Researchers have developed a method to identify and correct errors in quantum computers, potentially making them ten times easier to correct and accelerating progress towards large-scale quantum computing. The new approach allows for real-time detection of errors, which are converted into a type of error known as an erasure error, simpler to correct than errors in unknown locations, and could reduce the computational costs of implementing error correction significantly.

  • A team of researchers led by Jeff Thompson from Princeton University has developed a method to identify errors in quantum computers, making them easier to correct and accelerating progress towards large-scale quantum computing.
  • The team’s approach, which is a new direction in quantum computing research, was published in Nature on Oct. 11. Collaborators include Shruti Puri at Yale University and Guido Pupillo at the University of Strasbourg.

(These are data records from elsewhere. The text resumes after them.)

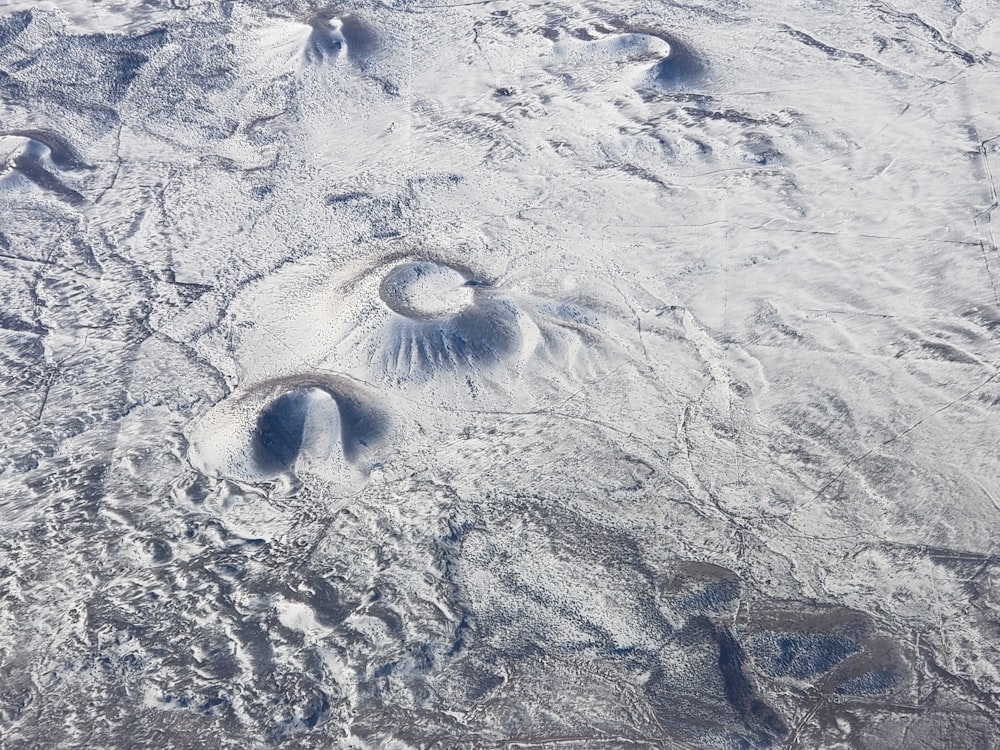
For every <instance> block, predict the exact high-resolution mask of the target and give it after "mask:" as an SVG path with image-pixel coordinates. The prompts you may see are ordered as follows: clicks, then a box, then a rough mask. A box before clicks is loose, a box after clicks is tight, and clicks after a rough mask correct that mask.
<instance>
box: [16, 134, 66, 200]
mask: <svg viewBox="0 0 1000 750" xmlns="http://www.w3.org/2000/svg"><path fill="white" fill-rule="evenodd" d="M19 133H20V131H18V133H17V134H15V133H10V134H5V135H0V153H2V154H5V155H6V159H5V162H6V163H4V164H2V165H0V179H2V178H4V177H10V176H12V175H13V174H14V173H17V174H20V175H22V176H23V177H25V178H27V179H28V180H30V181H31V182H33V183H34V184H35V185H37V186H38V187H40V188H42V189H43V190H46V191H48V192H50V193H53V194H54V195H55V196H57V197H59V198H61V199H63V200H65V201H67V202H69V203H71V204H73V205H78V204H80V203H83V201H84V198H83V196H82V195H81V194H80V193H79V192H77V191H76V190H73V189H72V188H70V187H69V186H67V185H66V184H65V182H64V181H63V180H62V179H61V178H60V177H59V176H57V174H58V171H57V169H56V167H57V166H60V165H61V166H62V167H63V168H66V167H68V168H79V167H80V165H79V163H78V162H76V161H75V160H74V158H73V157H72V152H68V151H65V150H63V149H62V148H60V147H59V144H58V143H57V142H55V141H52V143H53V145H55V147H56V150H55V151H53V146H51V145H49V143H47V142H44V141H41V140H38V139H37V138H33V137H29V136H27V135H21V134H19ZM33 134H35V133H34V132H33Z"/></svg>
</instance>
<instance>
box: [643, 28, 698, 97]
mask: <svg viewBox="0 0 1000 750" xmlns="http://www.w3.org/2000/svg"><path fill="white" fill-rule="evenodd" d="M657 36H658V37H659V38H660V39H662V40H663V41H664V42H666V43H667V46H668V47H669V51H668V52H667V55H666V57H664V58H662V59H661V60H660V61H659V62H658V63H656V65H654V66H653V70H652V76H653V81H654V82H655V83H656V84H657V85H659V86H662V87H664V88H676V87H678V86H684V85H687V84H691V83H696V82H697V81H699V80H700V79H701V78H702V77H703V76H704V75H705V72H706V68H705V63H704V62H703V61H702V60H701V59H700V58H699V57H698V56H697V55H695V53H694V52H693V51H692V50H691V48H690V47H689V46H688V45H686V44H684V43H683V42H681V41H680V40H678V39H674V38H673V37H670V36H666V35H664V34H658V35H657Z"/></svg>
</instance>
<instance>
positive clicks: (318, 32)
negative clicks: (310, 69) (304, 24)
mask: <svg viewBox="0 0 1000 750" xmlns="http://www.w3.org/2000/svg"><path fill="white" fill-rule="evenodd" d="M307 23H308V24H309V27H310V29H311V31H310V32H309V39H308V41H307V43H306V51H305V56H306V60H307V61H309V62H311V63H323V62H331V61H335V60H337V59H339V58H341V57H345V56H346V57H349V58H350V59H351V60H353V61H354V62H355V63H357V64H358V65H361V66H364V64H365V63H366V62H367V61H368V60H369V58H370V57H371V56H372V55H373V54H374V53H375V52H376V50H377V48H378V39H377V37H376V35H375V34H374V32H373V31H372V30H371V29H369V28H368V26H367V25H365V24H364V23H363V22H362V21H360V20H358V19H357V18H355V17H353V16H344V17H337V16H334V15H332V14H330V13H318V14H316V15H315V16H313V17H312V18H310V19H309V20H308V21H307Z"/></svg>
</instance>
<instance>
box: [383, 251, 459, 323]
mask: <svg viewBox="0 0 1000 750" xmlns="http://www.w3.org/2000/svg"><path fill="white" fill-rule="evenodd" d="M379 296H380V297H381V298H382V301H383V302H385V304H386V306H387V307H388V308H389V309H390V310H392V311H393V312H395V313H398V314H399V315H402V316H403V317H405V318H409V319H411V320H434V319H437V318H445V317H449V316H453V315H458V314H459V313H461V312H463V311H465V310H467V309H468V308H470V307H471V306H472V305H473V303H474V302H475V296H476V293H475V290H474V288H473V287H472V286H471V285H470V284H469V279H468V278H467V277H466V276H465V274H463V273H462V272H461V271H458V270H457V269H454V268H451V267H450V266H446V265H443V264H440V263H434V262H431V261H413V262H410V263H403V264H401V265H398V266H396V267H395V268H393V269H392V270H391V271H389V273H387V274H386V276H385V278H384V279H383V280H382V284H381V286H380V287H379Z"/></svg>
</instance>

  • The researchers’ work focuses on a type of quantum computer based on neutral atoms, specifically ytterbium atoms held in place by laser beams. They used an array of 10 qubits to characterise the probability of errors occurring.
  • The main result of the study is a different way to characterise errors without destroying the qubits. The researchers were able to monitor the qubits during computation to detect errors in real time. Errors cause the qubits to emit a flash of light, while qubits without errors remain dark.
  • This process converts the errors into a type of error known as an erasure error, which is simpler to correct than errors in unknown locations. This is the first time the erasure-error model has been applied to matter-based qubits.
  • The researchers believe that with this new approach, close to 98 percent of all errors should be detectable with optimised protocols, reducing the computational costs of implementing error correction significantly.
  • Other groups, including researchers at Amazon Web Services and Yale, have started to adapt this new error detection architecture.